Romney is also wrong to claim that “the president gave the companies to the United Auto Workers.” Obama certainly allowed the UAW to end up with a better deal than they would have gotten in a traditional bankruptcy but the auto unions do not own the car companies.

“Not once in the 2008 campaign — not once did anybody in the elite media ask why Barack Obama voted in favor of legalizing infanticide. OK? So let’s be clear here. If we’re going to have a debate about who the extremist is on these issues, it is President Obama, who as a state senator voted to protect doctors who killed babies who survived the abortion. It is not the Republicans.”

— Gingrich

Newt, we are wounded! Isn’t The Washington Post part of the elite media?

Michael Dobbs, our predecessor as The Fact Checker, examined this claim when GOP vice presidential candidate Sarah Palin publicly raised it during the 2008 campaign. She ended up with Two Pinocchios, with Dobbs ruling that “it is unfair to accuse Obama of supporting the withdrawal of medical treatment from babies born as the result of a botched abortion.” He said Obama had never taken that position during debates in the Illinois state legislature.

More recently, our colleagues at PolitiFact reexamined the controversy when Santorum claimed that Obama, “in his own words,” said babies born prematurely could be killed. He earned a “Pants on Fire” ruling.

“The public health department was prepared to give a waiver to Catholic hospitals about a morning-after abortion pill, and that the governor’s office issued explicit instructions saying that they believed it was impossible under Massachusetts law to give them that waiver.”

— Gingrich

This is a gentler version of a claim that both Santorum and Gingrich have made on the campaign trail, earning them each Two Pinocchios. We examined this bit of Massachusetts political history earlier this month. Gingrich’s description here is fairly accurate, in contrast to the campaign rhetoric. Romney certainly shifted with the political winds at the time.

“Our bill [Romneycare] was 70 pages; his bill [Obamacare] is 2,700 pages.”

— Romney

As we have noted before, this is a specious claim that previously earned Romney a Pinocchio. He is double-counting pages and adding things that had little to do with health care. The correct comparison is about 145 pages (Romneycare) to 200 pages (Obamacare).

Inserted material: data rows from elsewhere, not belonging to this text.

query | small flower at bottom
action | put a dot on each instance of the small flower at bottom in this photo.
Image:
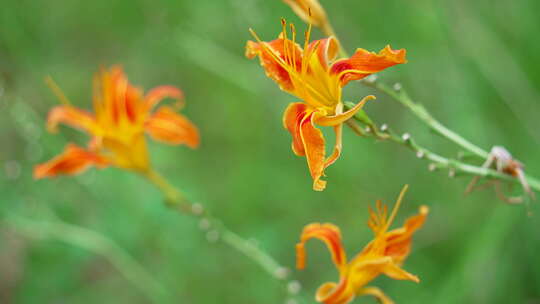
(314, 76)
(383, 255)
(122, 115)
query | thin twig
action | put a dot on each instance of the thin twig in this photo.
(216, 230)
(94, 242)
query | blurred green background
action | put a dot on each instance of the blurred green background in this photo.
(474, 64)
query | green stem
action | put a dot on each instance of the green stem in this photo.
(95, 242)
(177, 201)
(417, 109)
(402, 97)
(439, 161)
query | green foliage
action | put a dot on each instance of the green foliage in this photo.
(473, 64)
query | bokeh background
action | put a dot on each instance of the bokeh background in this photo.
(474, 64)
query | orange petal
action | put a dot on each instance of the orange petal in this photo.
(310, 11)
(364, 63)
(313, 141)
(399, 240)
(170, 127)
(397, 273)
(73, 117)
(73, 160)
(293, 116)
(274, 60)
(327, 233)
(332, 293)
(115, 99)
(341, 118)
(155, 95)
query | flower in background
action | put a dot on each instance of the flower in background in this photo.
(122, 115)
(314, 76)
(383, 255)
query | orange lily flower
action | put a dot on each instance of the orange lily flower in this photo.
(384, 255)
(312, 75)
(122, 115)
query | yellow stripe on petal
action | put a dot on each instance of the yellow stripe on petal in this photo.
(72, 161)
(330, 235)
(341, 118)
(72, 117)
(170, 127)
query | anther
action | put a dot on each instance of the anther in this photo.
(197, 209)
(294, 287)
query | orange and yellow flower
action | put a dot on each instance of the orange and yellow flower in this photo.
(314, 76)
(122, 115)
(383, 255)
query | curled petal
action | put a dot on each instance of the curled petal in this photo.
(293, 116)
(313, 141)
(155, 95)
(279, 58)
(330, 235)
(397, 273)
(73, 160)
(341, 118)
(72, 117)
(170, 127)
(364, 63)
(332, 293)
(399, 240)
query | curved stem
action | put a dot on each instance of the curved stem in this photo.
(402, 97)
(175, 200)
(419, 111)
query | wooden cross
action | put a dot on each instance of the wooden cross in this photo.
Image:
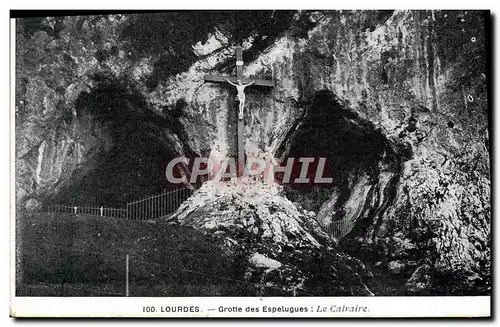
(235, 79)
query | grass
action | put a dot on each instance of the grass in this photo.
(82, 255)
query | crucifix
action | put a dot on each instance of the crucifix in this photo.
(240, 83)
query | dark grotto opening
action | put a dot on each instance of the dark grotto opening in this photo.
(363, 163)
(126, 147)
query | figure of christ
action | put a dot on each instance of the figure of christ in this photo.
(241, 95)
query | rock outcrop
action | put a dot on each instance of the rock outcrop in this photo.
(278, 245)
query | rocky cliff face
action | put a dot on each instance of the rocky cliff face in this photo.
(396, 101)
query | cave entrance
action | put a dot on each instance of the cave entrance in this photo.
(363, 163)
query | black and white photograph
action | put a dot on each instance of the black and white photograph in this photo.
(283, 156)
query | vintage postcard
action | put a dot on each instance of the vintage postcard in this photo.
(251, 163)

During the debate, Gingrich also referenced the health care law’s supposed page count, which really is a meaningless measurement of a law.

“This is a dictator [Iran’s Mahmoud Ahmadinejad] who said he wants to eliminate Israel from the face of the Earth”

— Gingrich

This claim is often asserted but when we looked closely at what Ahmadinejad actually said, there’s surprisingly less evidence than one would expect for such a frequent refrain by American politicians. It’s a Pinocchio-worthy statement without the proper context.